In an age when cyber attacks are rising but cybersecurity experts are in short supply, professionals in procurement jobs and supply chain jobs must take steps to maximise their organisation’s security.

A new US study has shown that most organisations clearly recognise the need for cybersecurity professionals but still struggle to source candidates with both work experience and the relevant skill sets from the available labour market. Spend analytics expert Brian Seipel has suggested a series of high-level steps that staff occupying supply chain jobs should take to compensate for the absence of suitably qualified cybersecurity experts.

The guidance is particularly relevant as supply chains, even those of smaller enterprises, become increasingly globalised thanks to emerging new communications and data management technology. However, the regulatory landscape and the Standard Operating Procedures of each organisation too often lag behind these tech advances. Ironically, this means that as the use of tech increases, so too does the risk of cyber security threats, which could be catastrophic for the supply chain.

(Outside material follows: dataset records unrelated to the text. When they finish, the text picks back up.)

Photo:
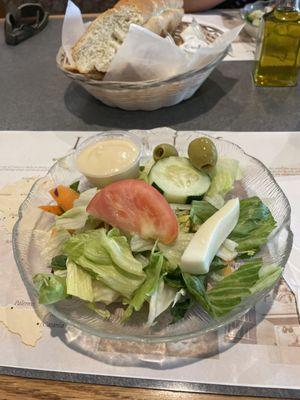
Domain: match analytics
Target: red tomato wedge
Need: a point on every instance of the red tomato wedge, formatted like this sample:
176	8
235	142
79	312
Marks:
135	207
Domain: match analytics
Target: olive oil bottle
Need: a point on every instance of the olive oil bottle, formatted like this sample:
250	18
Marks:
278	46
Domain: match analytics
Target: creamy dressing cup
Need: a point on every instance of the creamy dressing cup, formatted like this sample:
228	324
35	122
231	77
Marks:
109	157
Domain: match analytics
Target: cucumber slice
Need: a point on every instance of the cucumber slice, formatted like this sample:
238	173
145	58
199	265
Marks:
178	180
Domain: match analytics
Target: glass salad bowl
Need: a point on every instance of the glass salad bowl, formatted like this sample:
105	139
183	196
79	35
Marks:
28	241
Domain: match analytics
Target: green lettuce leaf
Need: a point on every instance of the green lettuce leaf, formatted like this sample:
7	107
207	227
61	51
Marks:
59	262
161	300
196	287
200	212
250	278
254	226
225	173
119	250
174	279
108	258
179	310
103	293
173	252
79	282
52	288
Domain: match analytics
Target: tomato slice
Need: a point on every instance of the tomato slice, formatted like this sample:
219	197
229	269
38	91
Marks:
135	207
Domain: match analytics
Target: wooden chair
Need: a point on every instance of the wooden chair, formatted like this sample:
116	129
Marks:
2	9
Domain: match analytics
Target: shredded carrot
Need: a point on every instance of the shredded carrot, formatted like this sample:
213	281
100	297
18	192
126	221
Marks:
56	210
64	196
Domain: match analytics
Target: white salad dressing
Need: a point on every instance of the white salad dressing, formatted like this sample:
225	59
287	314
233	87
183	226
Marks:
107	157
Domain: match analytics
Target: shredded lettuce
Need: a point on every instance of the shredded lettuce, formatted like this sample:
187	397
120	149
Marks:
143	293
254	226
138	245
79	282
54	244
85	197
73	219
174	251
226	172
108	258
161	300
52	288
227	252
103	293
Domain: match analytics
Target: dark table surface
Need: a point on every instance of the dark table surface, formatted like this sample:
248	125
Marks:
35	95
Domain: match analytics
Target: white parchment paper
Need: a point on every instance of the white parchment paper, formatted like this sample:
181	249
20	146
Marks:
143	54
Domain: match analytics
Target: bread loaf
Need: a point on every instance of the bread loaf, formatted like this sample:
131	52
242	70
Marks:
95	50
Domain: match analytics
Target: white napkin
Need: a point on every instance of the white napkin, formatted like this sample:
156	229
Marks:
147	56
291	187
73	28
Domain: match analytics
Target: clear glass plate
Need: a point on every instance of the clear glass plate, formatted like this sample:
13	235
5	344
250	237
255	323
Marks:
257	180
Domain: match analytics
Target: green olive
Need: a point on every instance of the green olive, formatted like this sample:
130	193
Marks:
203	153
164	150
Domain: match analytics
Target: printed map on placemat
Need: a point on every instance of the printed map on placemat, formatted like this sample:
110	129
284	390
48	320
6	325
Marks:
270	335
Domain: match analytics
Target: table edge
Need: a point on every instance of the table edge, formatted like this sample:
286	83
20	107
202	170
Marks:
191	387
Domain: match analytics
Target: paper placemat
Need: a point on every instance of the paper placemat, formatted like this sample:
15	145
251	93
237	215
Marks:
264	361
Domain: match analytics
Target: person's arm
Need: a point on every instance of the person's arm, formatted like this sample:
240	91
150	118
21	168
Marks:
200	5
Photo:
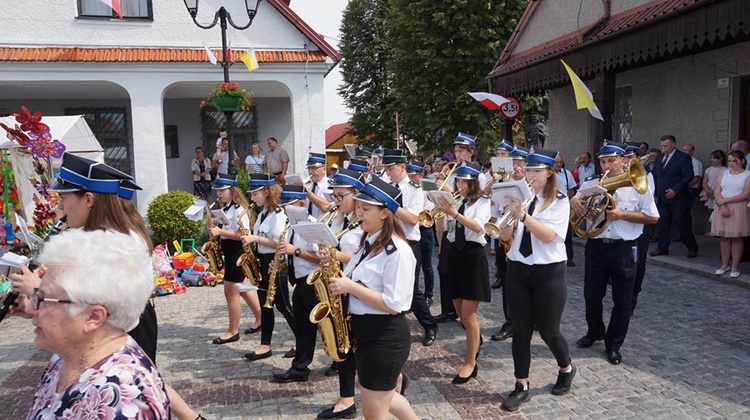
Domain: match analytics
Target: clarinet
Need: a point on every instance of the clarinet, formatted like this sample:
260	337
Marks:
11	299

The four steps Seipel proposes can be taken immediately, as they don’t depend on input from cybersecurity experts. They are as follows:

  • Be clear about your organisation’s existing security policies in relation to the supply chain, including any third-party suppliers within it.
  • Remember that cybersecurity isn’t confined exclusively to technology but is also very much a human resource issue. Everyone with a supply chain job and procurement job needs to be aware of the kinds of cyber attacks that could damage the organisation. Even the most advanced tech security will fail if a team member clicks “on the wrong link in the wrong phishing email.”
  • Ensure that key suppliers confirm that they’re aware of these policies and have policies of their own that they’re implementing. After all, chains are only ever as strong as their weakest link: a supplier’s vulnerability can rapidly become yours.
  • Conduct regular information exchanges with all suppliers to ensure that both sides are fully compliant and aware of potential cyber security risks.